- Education: Duke University New York University
- Occupations: former chairman and CEO of The Bank of New York Mellon

= Gerald Hassell =

Gerald L. Hassell (born 1952) is an American bank executive and is the former chairman and CEO of The Bank of New York Mellon.

==Career==
Gerald Hassell joined the Bank of New York in 1973 when he was only 21 years old as a management trainee, and has held various positions in the credit and corporate banking divisions. He was involved in the formation and operation of the bank's Communications, Entertainment & Publishing Division, and had responsibility for strategic planning and administrative services.

Prior to his appointment as president and director in 1998, during which he replaced Tom Renyi who went on to become CEO of the bank, Hassell was a senior executive vice president and chief commercial banking officer. He was also a member of the bank's Senior Policy Committee.

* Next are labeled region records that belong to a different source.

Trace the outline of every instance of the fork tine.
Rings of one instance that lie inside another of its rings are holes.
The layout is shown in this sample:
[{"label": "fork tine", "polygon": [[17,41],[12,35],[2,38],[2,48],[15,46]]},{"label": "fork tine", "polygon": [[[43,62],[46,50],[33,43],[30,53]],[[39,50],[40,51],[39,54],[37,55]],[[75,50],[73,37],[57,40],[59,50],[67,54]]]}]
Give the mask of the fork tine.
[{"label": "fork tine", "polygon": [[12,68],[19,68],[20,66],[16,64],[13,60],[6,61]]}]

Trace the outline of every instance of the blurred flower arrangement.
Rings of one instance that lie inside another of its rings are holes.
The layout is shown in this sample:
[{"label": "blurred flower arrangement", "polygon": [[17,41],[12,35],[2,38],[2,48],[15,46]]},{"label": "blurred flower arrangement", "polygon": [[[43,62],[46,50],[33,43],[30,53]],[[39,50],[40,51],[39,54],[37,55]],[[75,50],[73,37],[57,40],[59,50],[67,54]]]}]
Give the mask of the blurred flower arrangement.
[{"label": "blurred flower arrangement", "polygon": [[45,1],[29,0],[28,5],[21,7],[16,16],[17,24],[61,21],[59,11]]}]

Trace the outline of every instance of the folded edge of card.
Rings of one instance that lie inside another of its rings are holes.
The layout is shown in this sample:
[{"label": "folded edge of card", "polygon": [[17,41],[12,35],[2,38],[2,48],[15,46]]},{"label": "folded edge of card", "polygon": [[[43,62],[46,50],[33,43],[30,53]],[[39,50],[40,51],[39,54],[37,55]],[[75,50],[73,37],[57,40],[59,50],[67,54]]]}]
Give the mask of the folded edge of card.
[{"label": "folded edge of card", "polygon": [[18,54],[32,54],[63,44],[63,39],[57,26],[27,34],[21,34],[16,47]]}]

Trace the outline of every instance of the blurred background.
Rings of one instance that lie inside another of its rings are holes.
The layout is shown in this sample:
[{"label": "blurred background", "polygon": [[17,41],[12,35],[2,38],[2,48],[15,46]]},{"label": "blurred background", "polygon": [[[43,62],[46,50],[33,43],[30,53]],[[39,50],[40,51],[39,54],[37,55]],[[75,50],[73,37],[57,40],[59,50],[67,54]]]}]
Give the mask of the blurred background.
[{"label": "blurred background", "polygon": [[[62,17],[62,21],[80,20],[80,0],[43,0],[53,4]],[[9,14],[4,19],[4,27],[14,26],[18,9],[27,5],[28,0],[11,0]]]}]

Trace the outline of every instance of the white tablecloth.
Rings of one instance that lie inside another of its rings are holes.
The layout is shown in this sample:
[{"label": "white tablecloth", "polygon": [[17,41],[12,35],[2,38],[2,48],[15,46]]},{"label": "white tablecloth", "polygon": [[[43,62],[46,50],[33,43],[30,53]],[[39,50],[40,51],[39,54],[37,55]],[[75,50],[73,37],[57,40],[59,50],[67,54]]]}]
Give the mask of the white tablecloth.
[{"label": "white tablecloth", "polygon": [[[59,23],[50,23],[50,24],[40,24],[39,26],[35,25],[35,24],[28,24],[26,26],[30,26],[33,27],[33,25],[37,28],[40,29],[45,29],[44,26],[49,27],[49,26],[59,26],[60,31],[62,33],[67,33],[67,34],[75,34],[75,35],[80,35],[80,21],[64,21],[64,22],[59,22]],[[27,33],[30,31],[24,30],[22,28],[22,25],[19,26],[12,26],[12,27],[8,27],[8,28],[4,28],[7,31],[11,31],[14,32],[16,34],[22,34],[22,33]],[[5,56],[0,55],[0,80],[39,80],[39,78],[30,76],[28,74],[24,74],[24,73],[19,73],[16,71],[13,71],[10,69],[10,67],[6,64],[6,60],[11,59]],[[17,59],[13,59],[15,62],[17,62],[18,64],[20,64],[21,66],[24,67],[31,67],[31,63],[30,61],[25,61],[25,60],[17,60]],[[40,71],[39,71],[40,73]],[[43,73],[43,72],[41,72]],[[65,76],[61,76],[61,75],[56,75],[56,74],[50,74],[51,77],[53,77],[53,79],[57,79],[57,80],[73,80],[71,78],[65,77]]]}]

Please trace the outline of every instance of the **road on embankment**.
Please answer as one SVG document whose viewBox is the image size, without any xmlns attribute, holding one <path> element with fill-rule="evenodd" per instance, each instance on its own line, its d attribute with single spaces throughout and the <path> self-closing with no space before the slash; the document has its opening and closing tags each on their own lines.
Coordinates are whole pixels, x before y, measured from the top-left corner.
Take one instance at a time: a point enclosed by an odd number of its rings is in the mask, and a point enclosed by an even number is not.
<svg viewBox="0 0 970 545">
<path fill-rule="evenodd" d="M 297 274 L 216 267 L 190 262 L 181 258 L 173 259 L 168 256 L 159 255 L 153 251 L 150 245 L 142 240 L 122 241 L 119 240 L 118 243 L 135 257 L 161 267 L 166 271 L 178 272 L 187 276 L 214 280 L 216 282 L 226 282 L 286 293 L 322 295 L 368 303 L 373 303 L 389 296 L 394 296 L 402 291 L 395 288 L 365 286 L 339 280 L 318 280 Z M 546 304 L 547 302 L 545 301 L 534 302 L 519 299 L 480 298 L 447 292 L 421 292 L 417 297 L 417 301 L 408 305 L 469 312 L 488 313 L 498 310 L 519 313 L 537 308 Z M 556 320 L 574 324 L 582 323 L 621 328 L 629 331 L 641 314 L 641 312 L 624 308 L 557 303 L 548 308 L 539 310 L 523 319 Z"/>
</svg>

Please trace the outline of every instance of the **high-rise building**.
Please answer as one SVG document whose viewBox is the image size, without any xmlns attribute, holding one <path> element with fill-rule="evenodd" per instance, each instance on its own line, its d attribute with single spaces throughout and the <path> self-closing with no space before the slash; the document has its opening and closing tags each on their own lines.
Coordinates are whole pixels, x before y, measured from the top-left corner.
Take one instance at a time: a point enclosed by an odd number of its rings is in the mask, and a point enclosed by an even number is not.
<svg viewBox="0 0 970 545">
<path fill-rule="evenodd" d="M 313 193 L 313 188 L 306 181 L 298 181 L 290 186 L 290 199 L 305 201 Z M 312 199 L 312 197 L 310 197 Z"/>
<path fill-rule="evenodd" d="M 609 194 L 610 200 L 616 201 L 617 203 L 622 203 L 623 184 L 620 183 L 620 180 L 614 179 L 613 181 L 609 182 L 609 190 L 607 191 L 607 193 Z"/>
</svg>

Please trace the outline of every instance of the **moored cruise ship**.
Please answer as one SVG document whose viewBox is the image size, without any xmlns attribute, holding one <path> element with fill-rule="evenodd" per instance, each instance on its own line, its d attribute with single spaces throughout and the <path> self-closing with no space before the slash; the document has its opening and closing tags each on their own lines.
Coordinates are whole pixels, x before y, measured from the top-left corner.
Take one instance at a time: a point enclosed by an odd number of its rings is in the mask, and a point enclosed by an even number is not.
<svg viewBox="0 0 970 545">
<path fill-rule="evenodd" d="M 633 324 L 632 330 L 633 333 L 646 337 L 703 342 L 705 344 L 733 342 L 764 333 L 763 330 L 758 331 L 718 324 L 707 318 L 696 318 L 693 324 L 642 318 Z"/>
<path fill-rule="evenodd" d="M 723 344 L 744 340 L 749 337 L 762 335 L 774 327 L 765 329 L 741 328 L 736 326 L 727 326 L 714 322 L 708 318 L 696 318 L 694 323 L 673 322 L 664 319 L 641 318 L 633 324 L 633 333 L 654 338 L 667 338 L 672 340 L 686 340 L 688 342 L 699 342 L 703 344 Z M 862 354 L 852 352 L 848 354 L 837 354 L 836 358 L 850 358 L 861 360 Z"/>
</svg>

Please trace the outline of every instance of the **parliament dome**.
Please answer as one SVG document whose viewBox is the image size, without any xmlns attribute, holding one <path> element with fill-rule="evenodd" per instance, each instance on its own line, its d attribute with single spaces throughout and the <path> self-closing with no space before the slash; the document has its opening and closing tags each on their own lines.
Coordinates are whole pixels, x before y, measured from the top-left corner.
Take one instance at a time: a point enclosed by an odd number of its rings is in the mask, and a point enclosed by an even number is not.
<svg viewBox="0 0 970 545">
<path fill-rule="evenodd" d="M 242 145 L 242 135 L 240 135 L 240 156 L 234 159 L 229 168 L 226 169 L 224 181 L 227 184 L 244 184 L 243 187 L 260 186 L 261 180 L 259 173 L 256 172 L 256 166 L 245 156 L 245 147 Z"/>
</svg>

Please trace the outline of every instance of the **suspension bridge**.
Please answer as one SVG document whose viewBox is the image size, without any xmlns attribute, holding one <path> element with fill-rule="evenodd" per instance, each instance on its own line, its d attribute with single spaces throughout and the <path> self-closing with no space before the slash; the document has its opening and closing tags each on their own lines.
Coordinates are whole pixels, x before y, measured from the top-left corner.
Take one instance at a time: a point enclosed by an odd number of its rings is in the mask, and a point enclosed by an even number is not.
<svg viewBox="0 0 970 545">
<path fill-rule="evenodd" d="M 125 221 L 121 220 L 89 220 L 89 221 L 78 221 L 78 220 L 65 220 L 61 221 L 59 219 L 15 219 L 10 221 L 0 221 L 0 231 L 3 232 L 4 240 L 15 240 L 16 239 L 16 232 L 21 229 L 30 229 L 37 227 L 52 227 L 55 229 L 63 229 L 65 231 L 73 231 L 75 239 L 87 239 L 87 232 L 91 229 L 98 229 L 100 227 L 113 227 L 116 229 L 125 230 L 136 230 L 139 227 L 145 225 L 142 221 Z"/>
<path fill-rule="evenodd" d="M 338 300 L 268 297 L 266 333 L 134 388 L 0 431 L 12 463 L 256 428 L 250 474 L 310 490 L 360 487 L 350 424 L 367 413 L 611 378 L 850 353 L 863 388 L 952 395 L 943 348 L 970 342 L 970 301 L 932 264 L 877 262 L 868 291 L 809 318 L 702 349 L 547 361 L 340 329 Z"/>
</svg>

He retained the presidency on the merger with Mellon and in 2011 became chairman and chief executive officer, stepping down as president in 2012. Hassell remained CEO until Charles Scharf replaced him in July 2017 and will step down as chairman at the beginning of 2018.

He is a member of The Financial Services Roundtable and Financial Services Forum; a member of the board of Private Export Funding Corporation

==Personal==
Hassell received a BA degree in Economics from Duke University in 1973 and an MBA in Finance from the New York University's Stern School of Business.

Hassell is married to Anita-Agnes. They have two children.

==Philanthropy==
In 2012, Hassell and his wife, Anita-Agnes, donated $4 million to Duke University.

He is the former chairman of the Board of Visitors of The Fuqua School of Business at Duke University; and Vice Chairman of Big Brothers/Big Sisters of New York.